Our study offers several important innovations. Few prior EHR cohort studies focused on GAC have been performed. Given the relative incidence of this cancer, most prior studies have relied on a case-control study design.(810,21) While valuable for risk-factor discovery, case-control studies cannot provide measures of incidence. Nor do they allow calculation of absolute risk, a key criterion when implementing effective screening programs. Within the Kaiser Permanente system of Northern California, one study followed a cohort of ~4,300 individuals diagnosed with gastric intestinal metaplasia (a precancerous lesion) and identified 17 cases of GAC over an average of 6 years of follow-up.(22) These individuals all underwent endoscopy with biopsy. Our data fills an important gap in that it presents risk estimates applicable to a general population, and is not focused on any specific high-risk group. Our general population incidence estimate of 7.9 per 100,000 p-y is slightly higher than the reported national average for the US (estimated at ~5–6 per 100,000).(11) This may be due to the multiethnic nature of the catchment area, with higher proportions of Asians and Hispanics. One limitation is the lack of disaggregated Asian and Hispanic data. Interestingly, PAMF does collect disaggregated racial data; however, given the relative rarity of the outcome, the disaggregated estimates were unstable and also unreportable for privacy reasons.

While we found Asian race and Hispanic ethnicity to be associated with all GACs, the HRs were larger for non-cardia GACs. This finding is consistent with our knowledge of non-cardia GAC, which disproportionately impacts racial/ethnic minority and immigrant populations.(12) Moreover, cardia GAC are associated with gastroesophageal reflux and obesity, while 90% of non-cardia GAC are attributable to Hp infection.(23,24) In our study, both for all GACs and non-cardia GACs, a history of Hp failed to associate with cancer risk in multivariable analysis (though prior Hp infection did associate in univariable analysis). We hypothesize this is due to both incomplete phenotyping (at the EHR level) and clinical underdiagnosis (at the clinician level), which is discussed further below. Notably, in our sensitivity analyses (restricting C16.0, C16.8, and C16.9) the number of captured cancers was modest. While the magnitude of the HRs did not seem overly sensitive to these changes in outcome definitions, there was certainly a higher degree of uncertainty in the estimate. Our model predictive ability was higher for non-cardia GACs (c-statistic 0.9) compared to all GACs (c-statistic 0.8). This study was not designed a priori for formal model building—future work with imputation, cross-validation, and optimism correction would be needed to statistically assess the robustness of these models. Another notable limitation was that this study was designed with time-independent covariates; future studies built with time-varying covariates may have enhanced predictive power.

Our study captured data from a very large number of encounters (>30 million), inclusive of both outpatient and inpatient encounters, in-person and electronic visits, physician and non-physician encounters. Moreover, we integrated multiple common EHR data types to construct and comprehensively phenotype our cohort, including demographics, diagnoses, problem lists, family history, social history, and medications.
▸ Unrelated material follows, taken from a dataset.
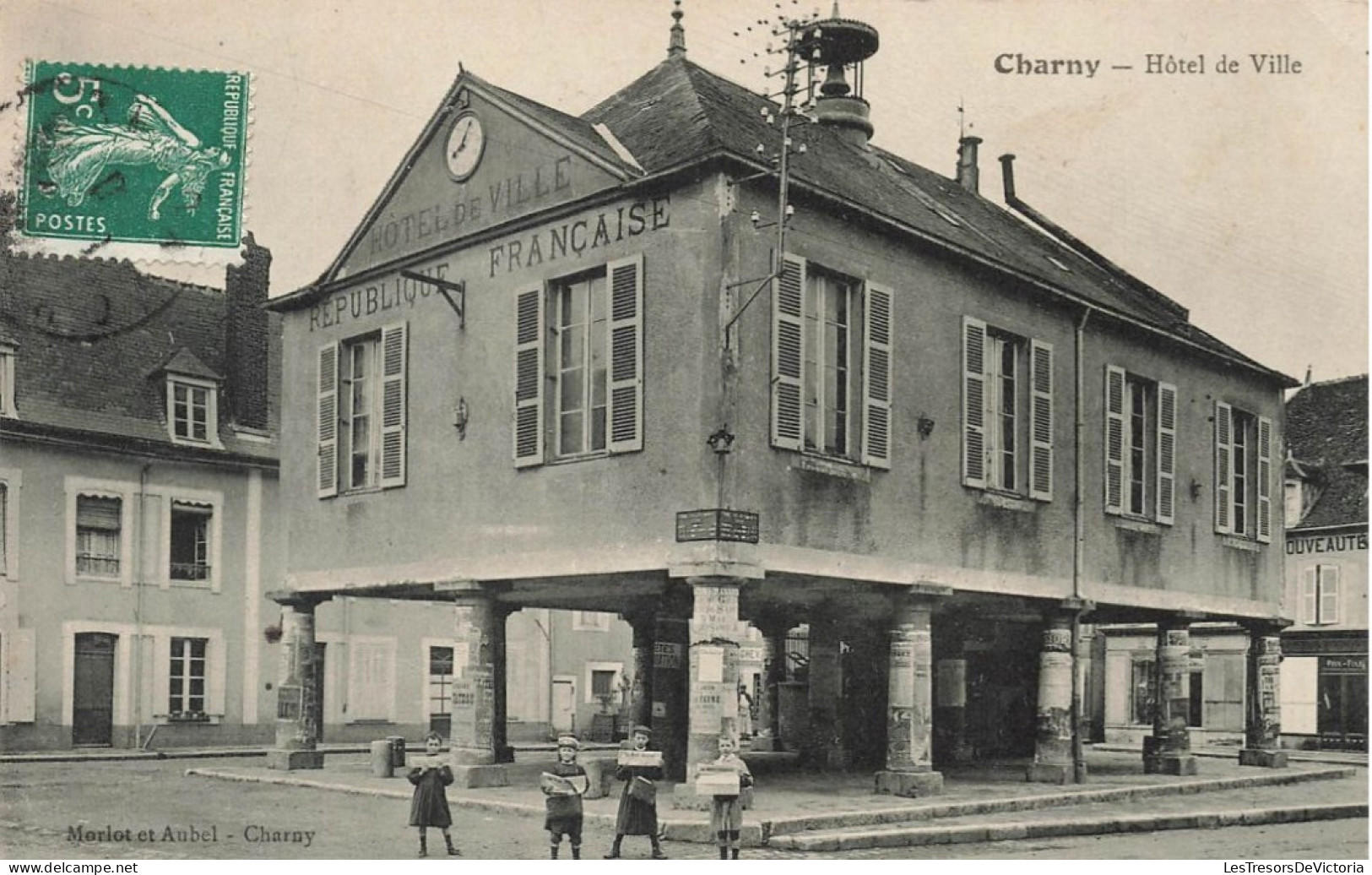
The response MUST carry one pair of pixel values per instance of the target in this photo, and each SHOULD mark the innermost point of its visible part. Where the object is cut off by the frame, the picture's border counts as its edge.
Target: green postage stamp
(136, 155)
We did not however include free-text data fields, nor did we employ NLP for phenotyping. Addition of NLP to our study may have been helpful in enhancing the characterization of certain phenotypic elements. Yet at the same time, use of NLP can introduce unexpected barriers to dissemination due to site-specific diversity in language, heterogenous reporting structures, and need for local validation.(25) As a related limitation, we were not able to capture socioeconomic data (e.g. income, education, occupation). While some of these data may be available in free-text format, their documentation is heterogenous, sparse, and unvalidated.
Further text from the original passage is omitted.